Datamining models for scoring the risk-evaluation using quantitative and qualitative information
Silvia Carducci | Università degli Studi di Bologna (13/07/2011)
Corso di Laurea in Direzione Aziendale, Curriculum International Management
Relatore: prof. Furio Camillo
This research aims at providing, with an integrated data mining approach, a useful model that can improve the credit scoring and the risk evaluation practices by better addressing the default probability's issue. The result is indeed an improvement of the correctness of the prediction of the default probability for new clients, based on the analysis of both qualitative and quantitative information collected on past clients. It is important to highlight that this can be very useful for banks and lending institutions because by better allocating the risk they face and better conceding credits they can reach significant savings; and at the same time it can be of great help for the society as a whole thanks to a general better policy of credit management. In particular the choice will be of course made by the specific lending institution on a case by case basis, however the research proposes an approach which is at the same accurate but not too restrictive, therefore allowing those who potentially deserve it to receive the credit.
The focus of the analysis emphasizes the concept of credit risk, from a data mining and statistical point of view, having as pillar the evaluation of the default probability. A first theoretical part describes the most common data mining methods, procedures and algorithms providing main points as well as mathematical insights taken from acknowledged literature. Then a second empirical part deals with the practical case of a real-world dataset of over 85000 firms, obtained through a convention with the UniCredit bank, that has been analysed in order to provide a realistic approach. Different data mining models have been considered in order to predict the default probability of a new potential client asking for a credit to the bank. According to past qualitative and quantitative information, an estimation of the predicted default probability is done. Consequently clients are classified in one of the two groups, namely good or bad clients, and will receive the credit or not.
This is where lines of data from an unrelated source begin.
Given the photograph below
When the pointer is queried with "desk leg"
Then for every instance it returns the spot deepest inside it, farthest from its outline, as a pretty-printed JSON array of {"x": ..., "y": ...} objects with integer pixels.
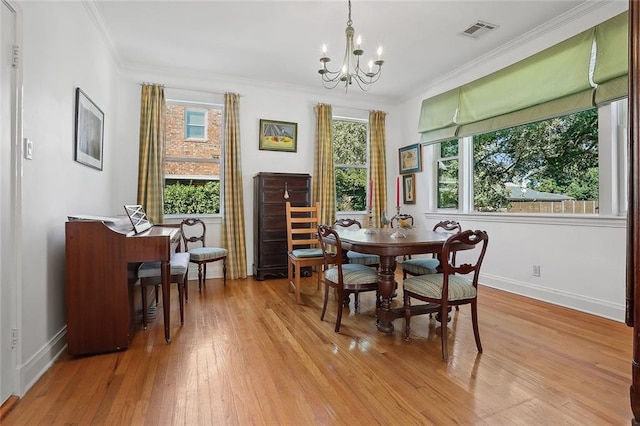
[
  {"x": 386, "y": 284},
  {"x": 165, "y": 270}
]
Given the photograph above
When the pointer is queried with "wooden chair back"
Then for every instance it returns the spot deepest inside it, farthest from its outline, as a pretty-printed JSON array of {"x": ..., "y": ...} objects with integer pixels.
[
  {"x": 302, "y": 226},
  {"x": 466, "y": 240},
  {"x": 196, "y": 230}
]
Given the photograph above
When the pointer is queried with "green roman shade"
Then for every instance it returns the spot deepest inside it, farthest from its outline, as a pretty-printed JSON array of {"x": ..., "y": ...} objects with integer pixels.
[
  {"x": 583, "y": 71},
  {"x": 558, "y": 71},
  {"x": 438, "y": 117},
  {"x": 568, "y": 104},
  {"x": 439, "y": 111}
]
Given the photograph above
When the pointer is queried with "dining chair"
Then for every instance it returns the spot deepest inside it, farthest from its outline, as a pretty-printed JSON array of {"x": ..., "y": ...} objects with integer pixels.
[
  {"x": 455, "y": 285},
  {"x": 345, "y": 278},
  {"x": 193, "y": 234},
  {"x": 302, "y": 243},
  {"x": 421, "y": 266},
  {"x": 353, "y": 256},
  {"x": 149, "y": 274}
]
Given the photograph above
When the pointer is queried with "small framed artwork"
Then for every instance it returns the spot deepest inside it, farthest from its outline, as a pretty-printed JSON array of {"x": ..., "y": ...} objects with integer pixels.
[
  {"x": 409, "y": 189},
  {"x": 278, "y": 136},
  {"x": 410, "y": 159},
  {"x": 89, "y": 132}
]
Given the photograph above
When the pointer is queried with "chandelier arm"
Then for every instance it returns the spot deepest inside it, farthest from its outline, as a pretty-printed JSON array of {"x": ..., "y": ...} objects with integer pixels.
[{"x": 350, "y": 70}]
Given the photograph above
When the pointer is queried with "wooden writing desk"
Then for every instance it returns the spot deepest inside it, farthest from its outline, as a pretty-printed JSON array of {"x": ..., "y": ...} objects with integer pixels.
[{"x": 101, "y": 270}]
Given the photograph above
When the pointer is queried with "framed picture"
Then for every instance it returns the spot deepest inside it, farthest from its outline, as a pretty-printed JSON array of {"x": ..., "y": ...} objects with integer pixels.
[
  {"x": 89, "y": 132},
  {"x": 410, "y": 157},
  {"x": 278, "y": 136},
  {"x": 409, "y": 189}
]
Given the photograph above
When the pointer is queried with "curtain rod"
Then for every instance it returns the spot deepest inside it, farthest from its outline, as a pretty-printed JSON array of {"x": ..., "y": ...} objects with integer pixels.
[
  {"x": 346, "y": 107},
  {"x": 192, "y": 90}
]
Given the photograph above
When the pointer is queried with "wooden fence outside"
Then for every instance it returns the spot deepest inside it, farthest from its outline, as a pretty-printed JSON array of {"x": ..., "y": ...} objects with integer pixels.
[{"x": 567, "y": 206}]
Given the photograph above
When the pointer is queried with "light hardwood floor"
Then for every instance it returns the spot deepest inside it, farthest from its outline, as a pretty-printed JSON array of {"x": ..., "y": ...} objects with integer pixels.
[{"x": 248, "y": 354}]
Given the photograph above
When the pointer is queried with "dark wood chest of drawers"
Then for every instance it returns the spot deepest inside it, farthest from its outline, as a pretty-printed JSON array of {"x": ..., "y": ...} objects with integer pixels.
[{"x": 269, "y": 219}]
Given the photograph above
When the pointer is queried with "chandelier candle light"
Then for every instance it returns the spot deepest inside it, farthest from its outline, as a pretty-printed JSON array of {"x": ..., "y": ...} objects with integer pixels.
[{"x": 350, "y": 70}]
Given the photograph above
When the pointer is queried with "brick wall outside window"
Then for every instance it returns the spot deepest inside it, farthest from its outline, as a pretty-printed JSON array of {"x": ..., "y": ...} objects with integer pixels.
[{"x": 179, "y": 147}]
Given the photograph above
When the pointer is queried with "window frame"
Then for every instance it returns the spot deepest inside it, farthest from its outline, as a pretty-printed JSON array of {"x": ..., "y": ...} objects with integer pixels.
[
  {"x": 204, "y": 106},
  {"x": 365, "y": 166},
  {"x": 612, "y": 164},
  {"x": 187, "y": 125}
]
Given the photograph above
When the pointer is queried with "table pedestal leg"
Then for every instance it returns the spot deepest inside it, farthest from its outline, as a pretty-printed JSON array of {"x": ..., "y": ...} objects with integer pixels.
[
  {"x": 165, "y": 271},
  {"x": 386, "y": 285}
]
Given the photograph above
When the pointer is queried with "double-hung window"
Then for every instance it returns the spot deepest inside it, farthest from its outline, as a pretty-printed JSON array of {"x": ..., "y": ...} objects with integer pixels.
[
  {"x": 193, "y": 152},
  {"x": 570, "y": 164},
  {"x": 350, "y": 163}
]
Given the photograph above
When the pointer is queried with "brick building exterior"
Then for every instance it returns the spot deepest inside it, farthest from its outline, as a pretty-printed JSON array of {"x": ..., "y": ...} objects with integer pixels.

Indeed also following the Basel procedures it is more correct to talk about default probability thus for the purpose of this research, the good clients are those that are predicted not to default over the next twelve months after the credit receiving, while the bad clients are those predicted to default.
The empirical part has been performed using the SAS analytics which, thanks to a vast variety of tools and solutions, have been very useful in order to analyse the data, to simulate a real-world situation and to calculate the scoring functions. The help of the SAS software has been fundamental for the investigation of the dataset, for the application of data mining models finalized at identifying the credit-worthiness, and thus for the understanding of customers and banks' needs for the purpose of improving the services offered. Going into details, both SAS BASE and SAS Enterprise Guide have been used, the first one specifically offers high flexibility thanks to the programmability of the procedures, while the second one offers a more immediate approach for the most common models.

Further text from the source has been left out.